Cautiously, Flegg peered around the bend in the passage again. There was something lying on the floor there, just inside the door. A scrap of parchment with some marks on it…
“Careful, Flegg!” said Widdas. “It’s a dwarf boom! It could go off bang at any moment!”
“How long has it been there?” asked Flegg.
“Hours an’ hours! So it must be goin to eskplode really soon! Be quiet! Even our voices might set it off!”

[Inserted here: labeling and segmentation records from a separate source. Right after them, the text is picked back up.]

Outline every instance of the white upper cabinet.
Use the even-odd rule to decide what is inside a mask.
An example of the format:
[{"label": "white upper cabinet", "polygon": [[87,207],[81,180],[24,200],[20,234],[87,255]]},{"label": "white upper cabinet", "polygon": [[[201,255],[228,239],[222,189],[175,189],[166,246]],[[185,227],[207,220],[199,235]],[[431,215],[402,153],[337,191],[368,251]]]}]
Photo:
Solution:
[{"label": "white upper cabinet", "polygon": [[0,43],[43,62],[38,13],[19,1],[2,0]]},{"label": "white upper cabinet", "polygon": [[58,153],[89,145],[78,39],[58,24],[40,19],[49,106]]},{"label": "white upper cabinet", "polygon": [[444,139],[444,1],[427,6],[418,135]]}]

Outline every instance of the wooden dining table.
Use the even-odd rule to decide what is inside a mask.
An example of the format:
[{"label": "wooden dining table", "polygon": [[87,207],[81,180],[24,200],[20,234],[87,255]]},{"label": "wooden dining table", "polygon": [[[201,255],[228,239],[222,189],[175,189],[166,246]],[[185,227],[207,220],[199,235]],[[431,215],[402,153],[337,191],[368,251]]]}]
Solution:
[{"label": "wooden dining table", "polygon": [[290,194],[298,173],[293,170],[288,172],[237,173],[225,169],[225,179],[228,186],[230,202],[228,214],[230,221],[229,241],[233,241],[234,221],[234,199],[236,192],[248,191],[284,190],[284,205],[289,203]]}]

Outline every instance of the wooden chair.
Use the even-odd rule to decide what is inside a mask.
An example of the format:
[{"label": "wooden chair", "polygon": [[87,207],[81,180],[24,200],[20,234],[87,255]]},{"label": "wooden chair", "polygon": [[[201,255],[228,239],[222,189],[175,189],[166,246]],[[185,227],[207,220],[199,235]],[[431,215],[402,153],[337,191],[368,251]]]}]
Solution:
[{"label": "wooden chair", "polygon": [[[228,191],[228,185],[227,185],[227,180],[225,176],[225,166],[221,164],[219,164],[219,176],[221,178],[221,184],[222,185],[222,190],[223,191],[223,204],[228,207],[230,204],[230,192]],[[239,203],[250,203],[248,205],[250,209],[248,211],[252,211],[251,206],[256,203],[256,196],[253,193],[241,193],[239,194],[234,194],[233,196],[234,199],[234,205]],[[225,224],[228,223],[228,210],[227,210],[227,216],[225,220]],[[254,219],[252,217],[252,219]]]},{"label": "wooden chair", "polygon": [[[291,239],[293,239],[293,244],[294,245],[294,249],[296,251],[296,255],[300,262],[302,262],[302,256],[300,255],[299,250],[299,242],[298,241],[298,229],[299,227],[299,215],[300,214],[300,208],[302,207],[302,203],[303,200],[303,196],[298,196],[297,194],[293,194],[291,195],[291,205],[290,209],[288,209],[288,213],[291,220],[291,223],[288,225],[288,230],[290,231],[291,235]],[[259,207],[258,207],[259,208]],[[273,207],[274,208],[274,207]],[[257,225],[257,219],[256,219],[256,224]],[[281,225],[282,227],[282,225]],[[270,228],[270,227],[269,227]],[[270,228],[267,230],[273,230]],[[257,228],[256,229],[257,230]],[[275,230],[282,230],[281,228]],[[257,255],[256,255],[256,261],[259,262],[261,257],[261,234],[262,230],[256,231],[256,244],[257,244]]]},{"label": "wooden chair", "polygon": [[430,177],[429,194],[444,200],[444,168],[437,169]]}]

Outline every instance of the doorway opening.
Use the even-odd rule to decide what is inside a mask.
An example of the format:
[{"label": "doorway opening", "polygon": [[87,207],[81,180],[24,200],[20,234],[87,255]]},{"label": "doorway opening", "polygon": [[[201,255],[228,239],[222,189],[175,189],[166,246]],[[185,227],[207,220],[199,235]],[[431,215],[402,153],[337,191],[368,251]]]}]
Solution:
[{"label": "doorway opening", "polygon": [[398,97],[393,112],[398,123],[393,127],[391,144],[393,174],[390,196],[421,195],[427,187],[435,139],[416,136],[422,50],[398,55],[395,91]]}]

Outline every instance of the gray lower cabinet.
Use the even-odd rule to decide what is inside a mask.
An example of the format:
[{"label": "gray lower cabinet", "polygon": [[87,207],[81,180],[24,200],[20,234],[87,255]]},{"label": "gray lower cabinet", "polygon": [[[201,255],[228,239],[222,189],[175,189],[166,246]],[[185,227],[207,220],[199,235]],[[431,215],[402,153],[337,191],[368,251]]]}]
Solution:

Flegg sighed. Sometimes his fellow goblins were so stupid it depressed him. He strolled along the passage and picked up the parchment.
“No!” and “Aaargh!” and “Get down!” squealed the other Chilli Hats, sticking their fingers in their ears and bracing themselves for the explosion.
Flegg crumpled up the parchment into a tiny ball. He tossed it from paw to paw, while the goblins winced and gasped. Then, to their total astonishment, he batted it high into the air with a flick of his tail and opened his mouth wide. The parchment ball dropped in, and Flegg swallowed it with a loud gulp. For a moment he looked thoughtful. Then he lifted his tail and let out a long, satisfying fart.
“There,” he said.
“Wow!” said the few goblins who hadn’t run away when he started his juggling act.
Flegg patted his tummy. “Dwarves!” he scoffed. “They haven’t made a boom yet that can get the better of a Chilli Hat’s belly. Don’t you lot know that?”
The Chilli Hats shuffled their feet and looked ashamed.
“Flegg,” said Grumpling, “you saved my life! At least, you would have done if my head hadn’t already got chopped off.”
“Yes,” said Flegg, “I was just coming to that, O King. You see, you does still seem to have a head.”
Grumpling felt his face suspiciously: his ears, his fangs, his snout. “That’s just my imaginingings,” he said sadly. “Remember when Beake
r got his leg chopped off in that fight with the Sternbrow crowd? He could still feel it for years afterwards.”
The Chilli Hats all nodded wisely. “The mind can play strange tricks,” said Widdas.
But Flegg said, “Yes, but we couldn’t actually see Beaker’s leg, could we?”
“Course not! It had got chopped off.”
“So how come we can see your head?”
The goblins all looked puzzled. One called Gove started to explain that it was an after-image, like you got when you looked at a candle flame for too long and then looked away and you could still the candle flame for a bit, but that was too scientific for the Chilli Hats and they shushed him by kicking him and sitting on his head. Slowly, as if Flegg’s words had broken a spell, understanding was starting to dawn.
“You mean, I’m NOT dead?” asked Grumpling.
“You is very much alive, O King of the Chilli Hats,” said Flegg.
Grumpling stood up. He tilted his head from side to side a few times, just to check that it really was attached. Then he started walloping the goblins who stood around him. “You idiots!” he roared. “Why din’t any of you lot work that out what Flegg just said?”
“But we didn’t…”
“You said…”
“Don’t blame us, Grumpling!”
“We’re goblins, not doctors!”
“Ow!”
“An how come none of you had the nerve to eat that dwarf boom like what little Flegg here just did?”
“But…”
“We…”
“Please stop hitting us!”
“Widdas?” said Grumpling.
“Yes, Grumpling?” The massive goblin stepped forward obediently at the sound of his name. Grumpling seized him, dragged him to the open door, and kicked him out through it. Widdas vanished over the battlements of the Inner Wall, leaving a long, dwindling scream behind him. A few moments later those goblins with the sharpest ears heard the faint splat as he hit the ground far below.